Dans le cadre d’un navire de type méthanier ne transportant pas de chargement et présentant une assiette inclinée, un tel réservoir d’amarrage est particulièrement utile puisqu’il permet de rétablir l’assiette du navire lorsque le navire entre ou navigue dans la zone portuaire ou entre dans une cale sèche pour réparation ou entretien. En effet, un tel réservoir d’amarrage permet de rétablir l’assiette du navire et donc que la ligne de coque soit parallèle à la surface de l’eau. En particulier, dans le cadre d’un navire en cale sèche, si le navire présente une assiette inclinée lors du retrait de l’eau présente dans la cale sèche, le poids du navire va reposer dans un premier temps intégralement sur une même partie de la coque, en l’occurrence la poupe comportant les équipements fonctionnels du navire dans le cadre d’un navire de type méthanier, ce qui peut entraîner la dégradation de la coque du fait du poids important du navire reposant sur une portion localisée de la coque.
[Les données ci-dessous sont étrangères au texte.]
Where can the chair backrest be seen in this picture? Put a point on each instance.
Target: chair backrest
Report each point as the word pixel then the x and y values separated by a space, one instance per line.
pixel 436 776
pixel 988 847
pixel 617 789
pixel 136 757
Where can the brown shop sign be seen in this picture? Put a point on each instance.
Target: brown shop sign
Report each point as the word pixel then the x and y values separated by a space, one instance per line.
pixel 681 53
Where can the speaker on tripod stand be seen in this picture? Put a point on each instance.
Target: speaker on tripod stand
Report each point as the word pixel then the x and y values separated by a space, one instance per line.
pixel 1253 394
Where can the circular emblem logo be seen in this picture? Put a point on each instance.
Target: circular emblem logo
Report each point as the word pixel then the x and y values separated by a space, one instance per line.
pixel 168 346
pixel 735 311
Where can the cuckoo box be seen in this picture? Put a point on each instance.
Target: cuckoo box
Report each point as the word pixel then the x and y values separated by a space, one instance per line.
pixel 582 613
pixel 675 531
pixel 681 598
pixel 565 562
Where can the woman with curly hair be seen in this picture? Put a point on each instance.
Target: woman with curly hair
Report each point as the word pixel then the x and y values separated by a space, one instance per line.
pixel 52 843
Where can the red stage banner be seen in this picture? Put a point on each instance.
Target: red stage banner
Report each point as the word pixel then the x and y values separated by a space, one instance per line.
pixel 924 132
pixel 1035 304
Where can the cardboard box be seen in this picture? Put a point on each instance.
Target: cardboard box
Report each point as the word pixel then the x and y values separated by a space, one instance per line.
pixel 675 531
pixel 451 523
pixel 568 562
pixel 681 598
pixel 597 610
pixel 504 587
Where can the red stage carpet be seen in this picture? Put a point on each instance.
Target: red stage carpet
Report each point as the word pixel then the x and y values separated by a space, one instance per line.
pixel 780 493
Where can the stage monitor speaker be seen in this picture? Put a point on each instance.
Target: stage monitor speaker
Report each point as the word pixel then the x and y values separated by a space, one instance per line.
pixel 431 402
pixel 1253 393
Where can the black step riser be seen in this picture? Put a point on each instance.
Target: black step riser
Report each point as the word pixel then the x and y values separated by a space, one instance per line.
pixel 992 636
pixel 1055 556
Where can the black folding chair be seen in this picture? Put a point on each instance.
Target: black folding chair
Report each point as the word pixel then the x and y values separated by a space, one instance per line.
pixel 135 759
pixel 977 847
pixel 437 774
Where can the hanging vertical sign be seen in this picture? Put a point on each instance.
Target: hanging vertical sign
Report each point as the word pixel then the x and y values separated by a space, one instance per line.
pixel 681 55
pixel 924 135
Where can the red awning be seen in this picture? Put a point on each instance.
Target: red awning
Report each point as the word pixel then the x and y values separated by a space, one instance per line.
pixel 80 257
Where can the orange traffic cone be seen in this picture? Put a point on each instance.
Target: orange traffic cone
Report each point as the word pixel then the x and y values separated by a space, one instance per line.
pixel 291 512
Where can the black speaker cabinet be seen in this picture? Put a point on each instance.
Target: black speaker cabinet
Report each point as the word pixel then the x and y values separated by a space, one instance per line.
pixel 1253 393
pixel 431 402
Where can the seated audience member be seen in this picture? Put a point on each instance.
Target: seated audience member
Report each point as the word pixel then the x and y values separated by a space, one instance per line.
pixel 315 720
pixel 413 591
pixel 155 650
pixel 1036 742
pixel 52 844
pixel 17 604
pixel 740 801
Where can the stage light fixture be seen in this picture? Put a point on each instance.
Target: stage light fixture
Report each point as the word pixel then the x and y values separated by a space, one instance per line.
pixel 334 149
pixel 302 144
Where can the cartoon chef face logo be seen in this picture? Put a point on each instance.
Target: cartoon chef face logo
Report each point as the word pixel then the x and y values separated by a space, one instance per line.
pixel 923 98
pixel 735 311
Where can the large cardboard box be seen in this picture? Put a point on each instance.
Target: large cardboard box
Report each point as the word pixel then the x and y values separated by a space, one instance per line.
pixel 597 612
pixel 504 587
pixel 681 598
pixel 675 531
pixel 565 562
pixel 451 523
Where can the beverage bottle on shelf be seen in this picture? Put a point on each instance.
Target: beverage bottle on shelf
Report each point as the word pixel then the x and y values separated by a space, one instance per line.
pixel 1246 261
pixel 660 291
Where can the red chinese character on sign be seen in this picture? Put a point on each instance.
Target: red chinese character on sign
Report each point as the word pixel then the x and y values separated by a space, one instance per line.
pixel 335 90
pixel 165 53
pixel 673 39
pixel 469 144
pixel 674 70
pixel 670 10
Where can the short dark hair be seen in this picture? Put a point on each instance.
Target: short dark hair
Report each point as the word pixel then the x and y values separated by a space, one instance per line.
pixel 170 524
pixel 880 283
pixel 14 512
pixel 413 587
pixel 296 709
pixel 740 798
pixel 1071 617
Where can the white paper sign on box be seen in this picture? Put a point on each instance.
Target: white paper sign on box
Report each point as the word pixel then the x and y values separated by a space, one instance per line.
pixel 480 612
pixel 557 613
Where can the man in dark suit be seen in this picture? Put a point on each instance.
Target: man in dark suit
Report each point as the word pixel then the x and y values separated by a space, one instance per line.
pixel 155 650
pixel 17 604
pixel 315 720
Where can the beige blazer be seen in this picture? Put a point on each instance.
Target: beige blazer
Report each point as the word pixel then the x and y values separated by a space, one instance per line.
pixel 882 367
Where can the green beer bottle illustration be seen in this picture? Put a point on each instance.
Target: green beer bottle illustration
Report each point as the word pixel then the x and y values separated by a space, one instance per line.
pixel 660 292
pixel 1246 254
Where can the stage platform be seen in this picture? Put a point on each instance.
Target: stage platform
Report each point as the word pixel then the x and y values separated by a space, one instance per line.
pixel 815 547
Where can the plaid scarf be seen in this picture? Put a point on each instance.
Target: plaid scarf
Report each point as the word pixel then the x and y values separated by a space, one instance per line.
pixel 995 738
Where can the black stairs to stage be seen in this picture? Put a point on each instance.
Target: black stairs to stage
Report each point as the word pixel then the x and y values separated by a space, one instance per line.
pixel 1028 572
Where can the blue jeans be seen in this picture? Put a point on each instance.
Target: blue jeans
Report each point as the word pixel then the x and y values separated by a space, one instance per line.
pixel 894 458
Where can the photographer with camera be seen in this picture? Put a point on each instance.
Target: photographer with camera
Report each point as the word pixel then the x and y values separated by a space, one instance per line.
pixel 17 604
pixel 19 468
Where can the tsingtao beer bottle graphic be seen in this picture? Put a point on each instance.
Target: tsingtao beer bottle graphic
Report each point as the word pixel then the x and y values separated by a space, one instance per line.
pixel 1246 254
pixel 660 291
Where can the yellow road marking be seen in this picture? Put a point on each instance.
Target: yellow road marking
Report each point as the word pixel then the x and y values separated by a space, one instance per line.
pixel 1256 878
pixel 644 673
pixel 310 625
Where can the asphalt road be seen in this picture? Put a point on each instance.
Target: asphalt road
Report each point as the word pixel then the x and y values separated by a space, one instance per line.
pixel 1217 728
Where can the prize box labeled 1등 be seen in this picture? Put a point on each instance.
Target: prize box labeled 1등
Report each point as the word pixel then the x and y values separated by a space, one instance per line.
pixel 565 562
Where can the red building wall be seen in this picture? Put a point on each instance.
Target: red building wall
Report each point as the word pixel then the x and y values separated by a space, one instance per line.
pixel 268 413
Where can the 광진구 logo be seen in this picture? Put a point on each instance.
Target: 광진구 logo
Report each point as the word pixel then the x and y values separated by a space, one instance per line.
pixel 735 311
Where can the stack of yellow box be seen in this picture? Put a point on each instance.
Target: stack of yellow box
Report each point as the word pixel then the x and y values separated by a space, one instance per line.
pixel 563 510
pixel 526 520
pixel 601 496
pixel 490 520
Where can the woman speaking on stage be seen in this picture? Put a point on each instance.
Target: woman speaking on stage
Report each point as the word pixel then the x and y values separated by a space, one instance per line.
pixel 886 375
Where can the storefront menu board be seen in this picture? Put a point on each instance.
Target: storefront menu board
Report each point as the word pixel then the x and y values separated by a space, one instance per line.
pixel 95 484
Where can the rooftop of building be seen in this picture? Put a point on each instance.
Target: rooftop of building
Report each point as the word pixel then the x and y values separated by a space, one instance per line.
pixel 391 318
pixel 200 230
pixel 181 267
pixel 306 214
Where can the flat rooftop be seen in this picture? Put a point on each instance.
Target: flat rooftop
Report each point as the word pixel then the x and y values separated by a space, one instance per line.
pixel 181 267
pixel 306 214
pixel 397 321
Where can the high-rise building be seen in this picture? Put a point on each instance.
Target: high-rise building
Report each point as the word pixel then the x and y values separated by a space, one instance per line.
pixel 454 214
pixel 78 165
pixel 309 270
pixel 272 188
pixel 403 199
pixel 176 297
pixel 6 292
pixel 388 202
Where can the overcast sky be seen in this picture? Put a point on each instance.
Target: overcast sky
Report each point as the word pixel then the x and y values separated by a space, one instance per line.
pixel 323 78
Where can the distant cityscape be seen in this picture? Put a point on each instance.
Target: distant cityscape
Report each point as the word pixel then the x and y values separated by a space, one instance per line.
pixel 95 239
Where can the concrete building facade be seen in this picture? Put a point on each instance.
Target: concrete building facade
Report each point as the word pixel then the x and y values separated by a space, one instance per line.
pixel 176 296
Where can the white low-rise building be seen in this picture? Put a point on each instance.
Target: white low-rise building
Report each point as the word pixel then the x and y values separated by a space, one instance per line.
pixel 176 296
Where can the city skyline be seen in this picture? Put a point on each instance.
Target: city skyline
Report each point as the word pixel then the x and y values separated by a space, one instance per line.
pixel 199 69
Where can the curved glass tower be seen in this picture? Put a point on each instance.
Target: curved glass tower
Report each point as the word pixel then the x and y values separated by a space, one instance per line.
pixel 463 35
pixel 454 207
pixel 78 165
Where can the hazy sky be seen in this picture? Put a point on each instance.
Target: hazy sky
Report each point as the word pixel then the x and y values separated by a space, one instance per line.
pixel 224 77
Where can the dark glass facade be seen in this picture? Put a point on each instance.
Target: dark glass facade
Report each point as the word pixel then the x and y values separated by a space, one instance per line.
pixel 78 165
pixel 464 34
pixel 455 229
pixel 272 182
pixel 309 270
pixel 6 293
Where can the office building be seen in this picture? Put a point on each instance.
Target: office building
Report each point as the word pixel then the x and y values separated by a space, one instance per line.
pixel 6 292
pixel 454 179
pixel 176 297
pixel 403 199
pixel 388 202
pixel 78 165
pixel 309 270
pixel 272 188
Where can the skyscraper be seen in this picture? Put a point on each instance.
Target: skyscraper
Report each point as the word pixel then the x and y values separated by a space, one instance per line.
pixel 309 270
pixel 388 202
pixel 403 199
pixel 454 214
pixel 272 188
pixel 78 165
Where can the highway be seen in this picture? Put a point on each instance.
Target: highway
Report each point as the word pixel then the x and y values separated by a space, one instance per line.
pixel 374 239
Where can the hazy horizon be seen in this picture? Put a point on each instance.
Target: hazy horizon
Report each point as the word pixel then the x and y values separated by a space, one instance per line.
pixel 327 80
Le rétablissement de l’assiette du navire permet, lors du retrait de l’eau présente en cale sèche, que le navire repose de façon uniforme sur la cale sèche et présente ainsi un appui réparti de façon équilibré sur la coque du navire, évitant une dégradation de la coque.

En outre, un tel réservoir d’amarrage ne génère pas de risques écologiques puisqu’il est rempli et vidé localement, c’est-à-dire dans une même zone portuaire, pour corriger l’assiette du navire. Ainsi, il ne présente pas de risque de contamination de l’eau d’une zone portuaire par de l’eau en provenance d’une autre zone portuaire.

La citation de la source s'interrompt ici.